Expertise & Qualifications
- Identified Audit Committee Financial Expert; extensive finance, accounting, and leadership experience; prior CFO roles across government contracting and technology.
- Education: B.A. (History) – Christian Brothers College; MBA – Xavier University.
Equity Ownership
| Holder | Shares Owned | RSUs (unvested) | Total Beneficial Ownership | Percent of Shares Outstanding | Notes |
|---|---|---|---|---|---|
| Stephen L. Waechter | 41,901 | 3,047 | 44,948 | <1% | Shares held by the Stephen L. Waechter Living Trust; RSUs outstanding at 12/31/2024 |
| Pledging/Hedging | — | — | — | — | No directors have pledged V2X shares; hedging/pledging prohibited by policy |
| Ownership guideline | — | — | — | — | Directors must hold 5x annual cash retainer; as of Mar 12, 2025, all compensated directors were in compliance or within the five‑year transition period |
Governance Assessment
-
Strengths
- Audit Chair with deep CFO experience and designated audit committee financial expert—supports oversight of financial reporting, controls, and auditor independence.
- Meets audit committee independence standards; attended ≥75% of meetings in 2024; Board holds regular executive sessions, reinforcing independent oversight.

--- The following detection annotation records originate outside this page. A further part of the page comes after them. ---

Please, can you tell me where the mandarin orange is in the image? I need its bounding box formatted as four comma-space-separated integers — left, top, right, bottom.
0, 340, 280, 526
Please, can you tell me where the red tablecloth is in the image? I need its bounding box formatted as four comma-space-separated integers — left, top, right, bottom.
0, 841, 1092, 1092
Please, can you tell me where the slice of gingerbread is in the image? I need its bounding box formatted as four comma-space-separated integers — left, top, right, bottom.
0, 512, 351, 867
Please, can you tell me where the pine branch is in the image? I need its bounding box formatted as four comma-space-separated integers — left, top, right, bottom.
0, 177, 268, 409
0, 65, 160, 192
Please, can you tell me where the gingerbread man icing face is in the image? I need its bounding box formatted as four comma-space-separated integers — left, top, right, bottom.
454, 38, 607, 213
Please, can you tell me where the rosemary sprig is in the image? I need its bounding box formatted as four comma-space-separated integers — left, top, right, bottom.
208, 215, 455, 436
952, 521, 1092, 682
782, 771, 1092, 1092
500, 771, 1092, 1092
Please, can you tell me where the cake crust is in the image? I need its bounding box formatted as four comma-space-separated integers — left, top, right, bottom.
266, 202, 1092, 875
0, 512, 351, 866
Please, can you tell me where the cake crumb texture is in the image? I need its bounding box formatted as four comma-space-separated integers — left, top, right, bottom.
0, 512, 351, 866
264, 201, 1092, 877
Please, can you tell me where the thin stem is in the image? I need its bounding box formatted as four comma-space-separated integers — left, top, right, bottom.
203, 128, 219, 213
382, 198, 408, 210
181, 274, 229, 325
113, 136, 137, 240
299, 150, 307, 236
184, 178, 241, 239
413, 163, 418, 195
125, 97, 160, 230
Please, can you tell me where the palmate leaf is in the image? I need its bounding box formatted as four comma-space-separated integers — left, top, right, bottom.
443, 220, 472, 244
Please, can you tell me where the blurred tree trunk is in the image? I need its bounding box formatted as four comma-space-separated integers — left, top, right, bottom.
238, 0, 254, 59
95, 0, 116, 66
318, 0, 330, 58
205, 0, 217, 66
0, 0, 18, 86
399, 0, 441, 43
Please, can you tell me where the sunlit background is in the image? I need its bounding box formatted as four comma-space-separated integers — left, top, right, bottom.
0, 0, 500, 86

- Director pay mix leans to equity ($150k RSUs vs. $90k cash) with clear vesting and robust ownership guideline (5x retainer), aligning interests; no pledging allowed.
- Updated Related Party Transaction Policy and charitable contribution conflict policy; no 2024 charitable donations required approval—reduced conflict risk.
-
Watch items
- Classified board and Shareholders Agreement grant Vertex Holdco significant nomination and governance rights, potentially concentrating influence; continued monitoring warranted.
- Age‑limit policy (≤74 at nomination, with possible exceptions) could necessitate a Board determination for future nominations.
-
Red flags
- None disclosed regarding related‑party transactions, pledging/hedging, or compensation committee interlocks.